It was previously determined that the concordance between the different non-invasive oxygenation indexes and the PaO2/FiO2 obtained by arterial gases is high7,16,23,24 Cineci and Gomez found an overall correlation index of 0.745 between SpO2/FiO2 and PaO2/FiO2 in patients with ARF11; Rice et al. using imputation formulas, report a correspondence range between 0.73 and 0.8812,14,15 that are similar to those observed in our study (greater than 0.77). This accuracy can be influenced by the use of PEEP, hemoglobin levels, total bilirubin values, by the determinants of the affinity of oxygen for hemoglobin (pH, temperature, CO2, 2.3-diphosphoglycerate, and fetal hemoglobin)12,15 and extreme values of arterial saturation,6,25 which can vary in critically-ill ventilated patients. Our results show an important decrease in the correlation in subjects with hyperbilirubinemia (total bilirubin ≥3mg/dL) and hemoglobin less than ≤7mg/dL, without it being significantly affected by temperature, vasoactive support, and severity of multiorgan involvement.

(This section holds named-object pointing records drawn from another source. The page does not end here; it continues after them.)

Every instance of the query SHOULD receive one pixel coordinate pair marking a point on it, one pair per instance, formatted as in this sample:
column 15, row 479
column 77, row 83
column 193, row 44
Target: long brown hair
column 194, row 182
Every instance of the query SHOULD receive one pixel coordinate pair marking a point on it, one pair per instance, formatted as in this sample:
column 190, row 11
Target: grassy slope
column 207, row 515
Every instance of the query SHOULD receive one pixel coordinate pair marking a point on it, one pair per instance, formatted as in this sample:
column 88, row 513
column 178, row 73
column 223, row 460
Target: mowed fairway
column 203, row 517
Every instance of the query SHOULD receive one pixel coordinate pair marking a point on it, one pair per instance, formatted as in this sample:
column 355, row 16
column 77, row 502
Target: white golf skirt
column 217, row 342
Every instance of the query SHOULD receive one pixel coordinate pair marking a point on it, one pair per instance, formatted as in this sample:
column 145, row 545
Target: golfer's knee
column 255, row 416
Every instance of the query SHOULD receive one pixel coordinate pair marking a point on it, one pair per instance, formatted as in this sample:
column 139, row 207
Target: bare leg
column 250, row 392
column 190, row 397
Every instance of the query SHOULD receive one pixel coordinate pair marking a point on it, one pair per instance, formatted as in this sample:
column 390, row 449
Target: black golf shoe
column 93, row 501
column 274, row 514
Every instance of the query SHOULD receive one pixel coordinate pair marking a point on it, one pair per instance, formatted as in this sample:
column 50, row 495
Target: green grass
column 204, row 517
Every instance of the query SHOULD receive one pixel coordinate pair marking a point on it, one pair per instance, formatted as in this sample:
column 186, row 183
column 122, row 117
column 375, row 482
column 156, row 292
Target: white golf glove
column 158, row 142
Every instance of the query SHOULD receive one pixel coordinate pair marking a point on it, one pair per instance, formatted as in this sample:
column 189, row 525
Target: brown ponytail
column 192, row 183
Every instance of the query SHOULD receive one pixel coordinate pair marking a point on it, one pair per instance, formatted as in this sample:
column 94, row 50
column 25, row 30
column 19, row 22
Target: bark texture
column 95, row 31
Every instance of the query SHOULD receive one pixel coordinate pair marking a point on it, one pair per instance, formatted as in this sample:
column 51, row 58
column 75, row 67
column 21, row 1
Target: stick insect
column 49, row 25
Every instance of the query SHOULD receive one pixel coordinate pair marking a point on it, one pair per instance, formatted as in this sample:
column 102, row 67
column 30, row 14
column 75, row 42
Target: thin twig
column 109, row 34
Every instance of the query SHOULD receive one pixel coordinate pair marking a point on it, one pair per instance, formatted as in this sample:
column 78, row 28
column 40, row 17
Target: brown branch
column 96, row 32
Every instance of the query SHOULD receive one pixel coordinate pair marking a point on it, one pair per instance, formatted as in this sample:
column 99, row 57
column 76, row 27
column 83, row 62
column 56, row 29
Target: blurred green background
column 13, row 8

Theoretically, imputation techniques that simulate the hemoglobin dissociation curve have a better diagnostic yield with the patient's oxygenation status. Brown's12,13 and Gadrey's24 studies found that the diagnosis of moderate-to-severe hypoxemia is better when non-linear formulas are used. Despite this, our data show similar performance among the different imputation methods, without important changes in their diagnostic capacity when patients with arterial oxygen saturation greater than 97% are included. This difference is probably explained by the type of population studied and the barometric pressure to which our patients are exposed. It is important to emphasize that our results are aimed at the recognition of severe hypoxemia and not hyperoxemia, where the subrogated SpO2 values may be more limited.25

Although mechanical ventilators represent a closed circuit, there are not pressurized; therefore, patients ventilated at high altitude may have lower PaO2 and SaO2 values than those obtained at sea level.6,26,27 Previous observations show that the corresponding values of SaO2/FiO2 from 214 to 235 are equivalent to a PaO2/FiO2 (for arterial gases) of 200 in inhabitants of low-altitude areas.11,15 However, there are no studies in patients under invasive mechanical ventilation living at more than 1500m a.s.l. that establish a single SpO2/FiO2 value corresponding to a given PaO2/FiO2. This limitation also affects the values obtained by imputation methods, since it is not possible to establish values that correspond to these measurements without any margin of error.13 Considering these difficulties, we propose a table of equivalence between SpO2/FiO2 ranges and PaO2/FiO2 values imputed by the three methods and that obtained by arterial gases, to establish values for the diagnosis and follow-up of patients with different degrees of hypoxemia that may be useful in clinical practice. We must not forget to evaluate these considering medical criteria and the condition of the patient.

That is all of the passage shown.